亚洲免费av电影一区二区三区,日韩爱爱视频,51精品视频一区二区三区,91视频爱爱,日韩欧美在线播放视频,中文字幕少妇AV,亚洲电影中文字幕,久久久久亚洲av成人网址,久久综合视频网站,国产在线不卡免费播放

Chinese Calligraphy Word Spotting Using Elastic HOG Feature and Derivative Dynamic Time Warping

2014-03-14 02:15:34YongXiaZhiBoYangKuanQuanWang

Journal of Harbin Institute of Technology(New Series) 2014年2期

Yong Xia，Zhi－Bo Yang，Kuan－Quan Wang

(School of Computer Science and Technology，Harbin Institute of Technology，Harbin 150001，China)

1 Introduction

Chinese Calligraphy is a type of writing art of 3000 years old and valuable civilization legacy which is widely collected in museum and library.Most of them are highly valuable and rarely referenced.So many institutions are interested in providing access to scanned versions ofthese collections.Therefore， efficient indexing or retrieval techniques are indispensable.Chinese calligraphy is a very special style of handwriting，and some outstanding specifications are as follows:

1)Variation:Calligraphy is written with brush and ink，which leads to bigger thickness variations than those written with pen or pencil，and calligraphy in different dynasties has different writing styles，and most of them never have been used nowadays.

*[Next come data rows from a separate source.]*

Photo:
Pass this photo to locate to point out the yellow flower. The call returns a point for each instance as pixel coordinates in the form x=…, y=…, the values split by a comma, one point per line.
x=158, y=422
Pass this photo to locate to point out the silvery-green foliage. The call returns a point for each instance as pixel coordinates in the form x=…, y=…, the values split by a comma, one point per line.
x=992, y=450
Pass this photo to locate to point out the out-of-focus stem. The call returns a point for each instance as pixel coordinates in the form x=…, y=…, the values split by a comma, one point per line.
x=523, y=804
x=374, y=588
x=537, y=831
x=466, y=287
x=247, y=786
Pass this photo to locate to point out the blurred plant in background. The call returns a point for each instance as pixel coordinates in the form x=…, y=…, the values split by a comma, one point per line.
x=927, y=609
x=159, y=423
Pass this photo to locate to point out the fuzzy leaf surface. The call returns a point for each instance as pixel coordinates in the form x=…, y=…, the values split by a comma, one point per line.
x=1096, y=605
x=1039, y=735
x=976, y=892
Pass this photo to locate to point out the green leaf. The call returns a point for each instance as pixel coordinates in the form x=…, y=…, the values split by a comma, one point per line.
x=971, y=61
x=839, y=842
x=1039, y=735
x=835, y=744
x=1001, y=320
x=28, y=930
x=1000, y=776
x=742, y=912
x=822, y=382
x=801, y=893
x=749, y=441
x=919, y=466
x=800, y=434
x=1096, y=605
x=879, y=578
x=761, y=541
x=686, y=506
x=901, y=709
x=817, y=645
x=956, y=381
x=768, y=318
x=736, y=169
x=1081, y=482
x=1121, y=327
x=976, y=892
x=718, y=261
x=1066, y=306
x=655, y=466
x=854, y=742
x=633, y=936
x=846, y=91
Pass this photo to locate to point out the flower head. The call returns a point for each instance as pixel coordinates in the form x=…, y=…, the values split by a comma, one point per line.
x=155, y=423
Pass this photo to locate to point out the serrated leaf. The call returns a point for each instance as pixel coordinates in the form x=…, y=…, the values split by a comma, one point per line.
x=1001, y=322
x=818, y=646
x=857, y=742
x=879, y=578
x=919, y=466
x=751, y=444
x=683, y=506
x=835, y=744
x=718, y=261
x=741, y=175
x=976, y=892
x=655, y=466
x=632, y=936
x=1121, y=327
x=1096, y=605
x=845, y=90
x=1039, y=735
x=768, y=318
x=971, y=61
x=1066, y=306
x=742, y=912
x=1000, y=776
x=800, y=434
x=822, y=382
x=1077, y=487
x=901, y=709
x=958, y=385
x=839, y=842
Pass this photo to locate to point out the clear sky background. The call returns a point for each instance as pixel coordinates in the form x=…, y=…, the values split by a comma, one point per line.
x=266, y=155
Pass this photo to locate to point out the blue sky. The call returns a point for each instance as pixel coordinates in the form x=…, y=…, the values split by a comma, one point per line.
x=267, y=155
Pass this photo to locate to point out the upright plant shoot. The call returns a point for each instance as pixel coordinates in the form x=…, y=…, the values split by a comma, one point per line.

2)Degradation:Calligraphy is often significantly degraded due to faded ink，stained paper and other adverse nature factors.

3) Deformation: Calligraphy reflects calligrapher’s personality，often purposely written in an unusual way，such as dry stroke.

Also，traditional handwritten character recognition (HCR)techniques fail when applied to Chinese calligraphy，which usually recognize words characterby-character and also enough corpuses are needed in advance.Word spotting is the text retrieval technique without recognition proposed by Manmatha et al［1］.Although recently，various word spotting methods are provided in Refs.［2－5］，only limited success can be obtained.These methods are not able to directly resolve the problem of Chinese calligraphic image spotting.

Generally，a typical word spotting system consists ofthree main modules:pre-processing， feature extraction and feature matching.Among them，feature extraction is one of the most important factors for achieving high retrieval performance，because feature with strong discriminative information can be well classified even using the simplest classifier.In this paper，we propose novel character feature of Elastic Histogram of Oriented Gradient(EHOG)，which was inspired by local gradient histogram feature descriptor［11］.In our experiments，it is proved to be superior to the prevailing features used in Chinese calligraphy spotting，such as Gabor feature［8］and Shape feature［10］.Furthermore，Derivative Dynamic Time Warping(DDTW)is adopted for calligraphy word matching，which is very successful in gesture recognition.To the best of our knowledge，no similar work in Chinese calligraphy word spotting has been discovered，so this investigation is signi-ficant and valuable.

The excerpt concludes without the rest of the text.